The Eastern Whio link has taken a new and exciting approach to protect and enhance on-farm biodiversity.
This unique initiative connects farmers with hunters and fishers to achieve considerable outcomes for conservation.
In 2020 a group of hunters and fishermen got together to resurrect a whio (Blue Duck) population in the upper Waioeka catchment. They built relationships with local landowners to bring this iconic species back.
In the project’s first year, 20 whio chicks were fledged from the last four remaining pairs. In the second year, 26 chicks were fledged, and before long, a stable whio population started to thrive. Next, the project team diversified to focus on other species; kiwi, pekapeka and pōpokotea. This was achieved through a matauranga Māori approach with farmers, tangata whenua, local hunters and fishers operating as a tightly-knit group.

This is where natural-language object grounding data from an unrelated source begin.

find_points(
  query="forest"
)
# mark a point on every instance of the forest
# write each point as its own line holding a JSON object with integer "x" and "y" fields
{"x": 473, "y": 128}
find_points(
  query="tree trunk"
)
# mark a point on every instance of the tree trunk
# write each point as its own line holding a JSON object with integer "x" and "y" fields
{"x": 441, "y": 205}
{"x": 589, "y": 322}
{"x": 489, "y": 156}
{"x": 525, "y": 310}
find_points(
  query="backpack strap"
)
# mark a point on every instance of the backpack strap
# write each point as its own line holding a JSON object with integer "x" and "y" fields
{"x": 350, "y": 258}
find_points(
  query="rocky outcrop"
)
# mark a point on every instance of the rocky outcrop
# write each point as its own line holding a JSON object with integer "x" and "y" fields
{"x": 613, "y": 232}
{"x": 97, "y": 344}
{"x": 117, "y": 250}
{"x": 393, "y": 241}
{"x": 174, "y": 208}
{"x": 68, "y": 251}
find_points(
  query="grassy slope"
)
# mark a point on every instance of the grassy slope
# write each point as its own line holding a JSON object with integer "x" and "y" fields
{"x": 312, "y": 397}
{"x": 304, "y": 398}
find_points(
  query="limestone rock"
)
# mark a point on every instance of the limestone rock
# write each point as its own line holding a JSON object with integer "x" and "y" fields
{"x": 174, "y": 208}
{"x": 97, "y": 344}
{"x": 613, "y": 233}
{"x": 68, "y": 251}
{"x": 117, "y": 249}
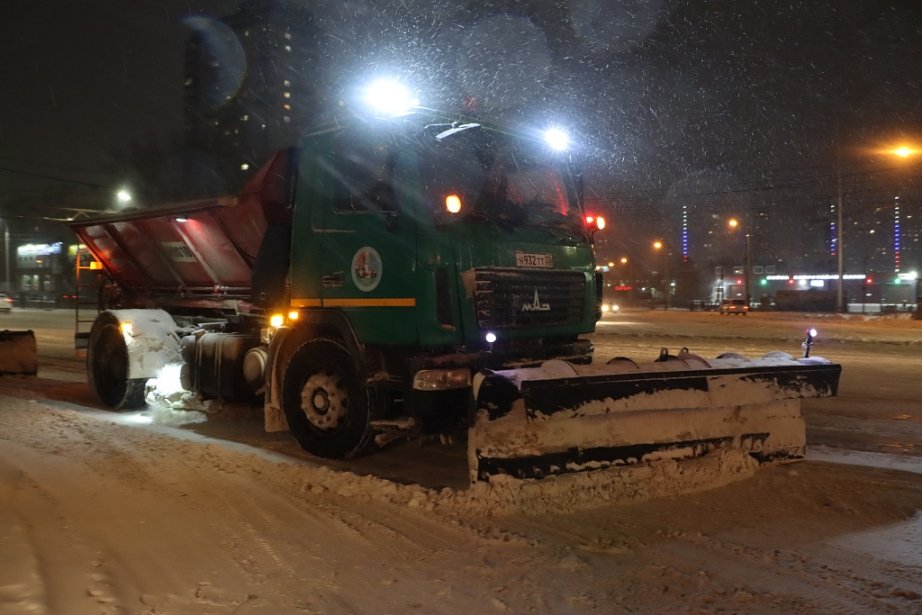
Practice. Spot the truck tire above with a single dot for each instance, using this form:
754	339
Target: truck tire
327	408
107	368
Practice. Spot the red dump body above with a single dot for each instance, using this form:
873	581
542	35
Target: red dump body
202	248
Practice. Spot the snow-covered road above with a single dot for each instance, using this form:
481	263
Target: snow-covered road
152	512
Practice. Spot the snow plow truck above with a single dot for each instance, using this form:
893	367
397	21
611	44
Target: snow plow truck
399	276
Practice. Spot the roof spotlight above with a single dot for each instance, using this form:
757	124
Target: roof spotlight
390	98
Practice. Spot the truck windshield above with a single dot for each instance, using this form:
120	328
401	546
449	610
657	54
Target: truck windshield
496	177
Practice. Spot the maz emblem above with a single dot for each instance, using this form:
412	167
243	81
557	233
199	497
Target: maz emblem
536	305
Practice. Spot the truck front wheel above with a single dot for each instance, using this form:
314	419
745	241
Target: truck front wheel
326	406
107	363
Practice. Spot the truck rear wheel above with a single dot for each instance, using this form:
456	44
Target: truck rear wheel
327	408
107	362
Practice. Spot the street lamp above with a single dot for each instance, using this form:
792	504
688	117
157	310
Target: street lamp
6	255
906	152
734	224
631	278
661	246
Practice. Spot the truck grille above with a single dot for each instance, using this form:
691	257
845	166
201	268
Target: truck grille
514	299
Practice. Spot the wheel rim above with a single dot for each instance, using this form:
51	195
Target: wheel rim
324	401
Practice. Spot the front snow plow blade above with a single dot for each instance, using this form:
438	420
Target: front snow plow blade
562	418
18	354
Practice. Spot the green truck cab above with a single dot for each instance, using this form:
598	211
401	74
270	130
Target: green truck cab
428	252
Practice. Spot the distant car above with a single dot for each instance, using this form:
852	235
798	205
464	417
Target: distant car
734	306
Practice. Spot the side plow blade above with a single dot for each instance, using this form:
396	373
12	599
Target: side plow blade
561	418
18	353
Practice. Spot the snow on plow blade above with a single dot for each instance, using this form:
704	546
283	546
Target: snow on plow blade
18	353
561	418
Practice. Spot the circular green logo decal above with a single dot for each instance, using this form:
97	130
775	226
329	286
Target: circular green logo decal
366	269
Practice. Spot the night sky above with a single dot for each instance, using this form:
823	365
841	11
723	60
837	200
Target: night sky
669	97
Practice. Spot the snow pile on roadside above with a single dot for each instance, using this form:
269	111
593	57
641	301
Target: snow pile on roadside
566	493
503	494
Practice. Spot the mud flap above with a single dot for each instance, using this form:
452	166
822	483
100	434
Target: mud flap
562	418
18	353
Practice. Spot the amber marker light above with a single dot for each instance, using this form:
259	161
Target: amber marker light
453	203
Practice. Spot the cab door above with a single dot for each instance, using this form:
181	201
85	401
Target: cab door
363	257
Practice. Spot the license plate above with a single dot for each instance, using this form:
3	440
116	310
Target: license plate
529	259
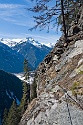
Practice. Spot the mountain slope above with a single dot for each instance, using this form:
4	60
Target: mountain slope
60	84
10	60
32	50
10	89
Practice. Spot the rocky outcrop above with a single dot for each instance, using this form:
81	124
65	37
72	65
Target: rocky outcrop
59	86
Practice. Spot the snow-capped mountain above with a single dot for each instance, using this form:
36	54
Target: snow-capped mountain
10	89
32	50
10	60
29	49
13	42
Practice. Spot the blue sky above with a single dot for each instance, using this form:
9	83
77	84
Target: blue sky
15	22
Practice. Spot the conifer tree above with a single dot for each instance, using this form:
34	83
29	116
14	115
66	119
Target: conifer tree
49	16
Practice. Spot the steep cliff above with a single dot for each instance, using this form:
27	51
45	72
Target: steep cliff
60	84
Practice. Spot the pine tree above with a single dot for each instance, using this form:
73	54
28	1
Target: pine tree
59	13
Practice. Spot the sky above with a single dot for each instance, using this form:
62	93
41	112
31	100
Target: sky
15	22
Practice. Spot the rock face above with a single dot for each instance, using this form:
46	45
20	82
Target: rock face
59	86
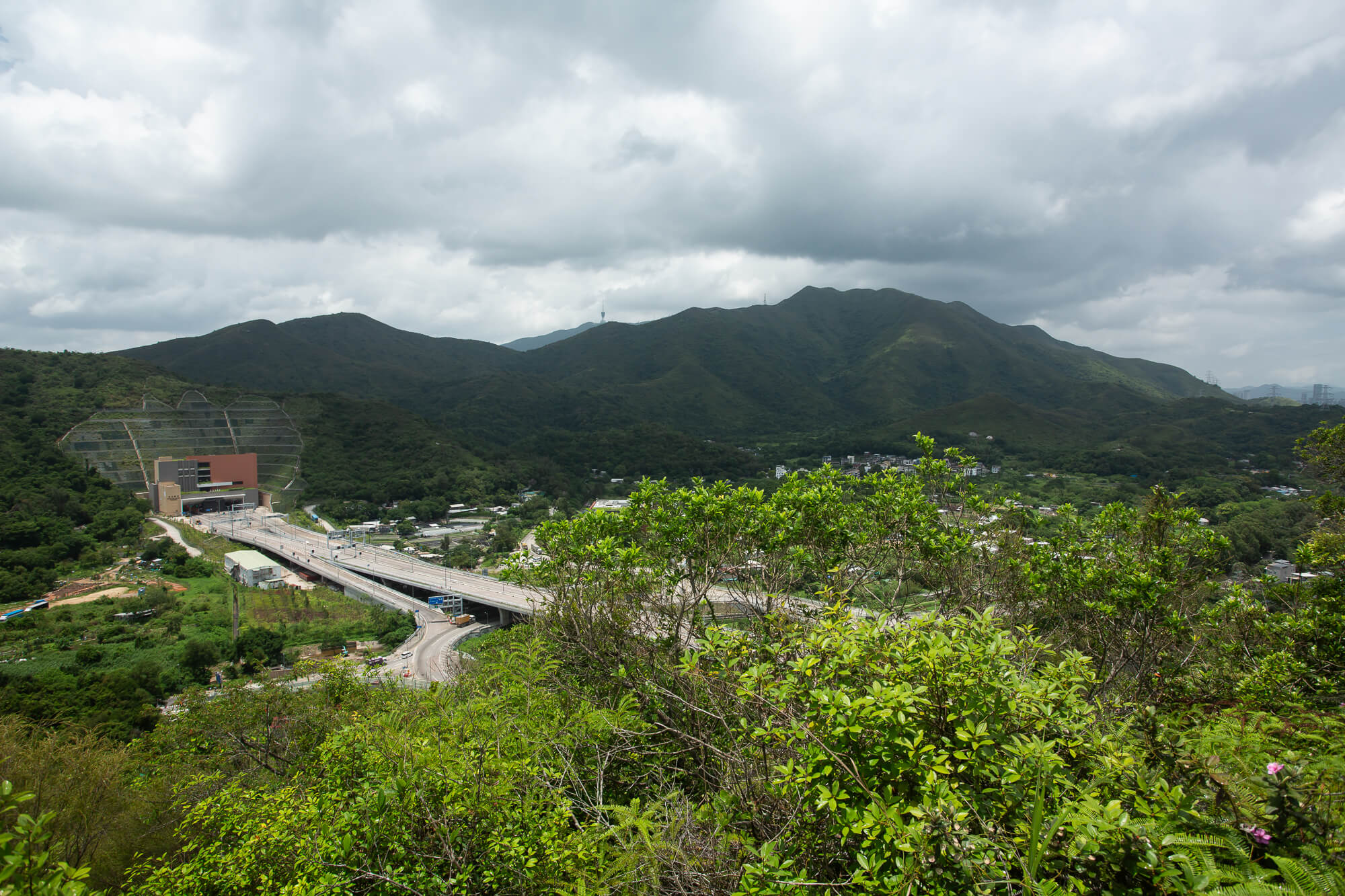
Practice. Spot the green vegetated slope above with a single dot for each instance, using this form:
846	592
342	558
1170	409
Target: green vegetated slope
817	360
1175	431
123	443
56	513
528	343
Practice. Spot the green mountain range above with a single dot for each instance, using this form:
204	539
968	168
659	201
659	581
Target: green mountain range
820	360
529	343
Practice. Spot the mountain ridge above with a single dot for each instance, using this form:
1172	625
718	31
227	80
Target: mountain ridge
818	358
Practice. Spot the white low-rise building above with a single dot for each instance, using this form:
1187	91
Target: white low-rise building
252	567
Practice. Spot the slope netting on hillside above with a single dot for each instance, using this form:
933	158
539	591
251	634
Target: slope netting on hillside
123	443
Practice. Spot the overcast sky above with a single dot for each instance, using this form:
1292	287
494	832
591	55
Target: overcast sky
1149	178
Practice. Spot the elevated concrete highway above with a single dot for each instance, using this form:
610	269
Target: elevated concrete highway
371	571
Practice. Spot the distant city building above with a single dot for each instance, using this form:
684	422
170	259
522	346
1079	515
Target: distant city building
254	568
205	483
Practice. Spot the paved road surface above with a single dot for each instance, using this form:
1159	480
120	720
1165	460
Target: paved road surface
177	536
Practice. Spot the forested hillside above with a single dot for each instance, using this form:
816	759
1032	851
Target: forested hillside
894	686
56	514
821	358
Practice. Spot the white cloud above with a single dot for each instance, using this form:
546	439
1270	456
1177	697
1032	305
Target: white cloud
1156	179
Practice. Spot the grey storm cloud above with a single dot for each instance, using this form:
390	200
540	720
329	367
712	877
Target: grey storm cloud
1152	179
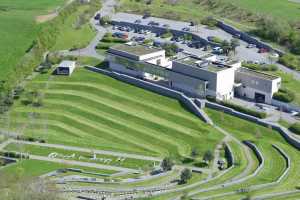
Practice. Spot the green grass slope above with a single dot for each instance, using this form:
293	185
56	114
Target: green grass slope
93	110
19	29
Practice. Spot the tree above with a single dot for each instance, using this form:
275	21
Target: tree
234	43
167	164
105	20
185	175
226	46
195	152
208	156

Winning the NZ Biosecurity Awards Community Award for 2021 is a testament to the time and energy of all of the individuals and organisations that made this happen: Matawai Marae, Department of Conservation, Sam Gibson- NZ Landcare Trust East Coast Catchment Coordinator, Geoff McLaughlan- Eastern Whio Link project manager, Kerry Gibson, Joanna Barbarich, Tairāwhiti Environment Center, Bene Footwear and Trust Tairāwhiti. This project is an example of success through cooperative partnerships.
Through funding provided by MPI, the NZ Landcare Trust has supported this work directly, with Sam Gibson (NZLT East Coast Catchment Coordinator) providing technical expertise and upskilling project volunteers, farmers and tangata whenua. In addition, the Trust facilitated on-farm kiwi and bat surveys and a series of kiwi aversion training events that ensured farm and hunting dogs within the project’s footprint had adequate training to prevent a loss of on-farm biodiversity through predation of kiwi, whio and weka.
Funding from MfE, under the Jobs for Nature, has enabled the team to scale up their work and integrate a marae-based model into predator-control for biodiversity conservation. This project can inspire others to take on landscape-scale conservation efforts in other regions to bring our threatened species back from the brink.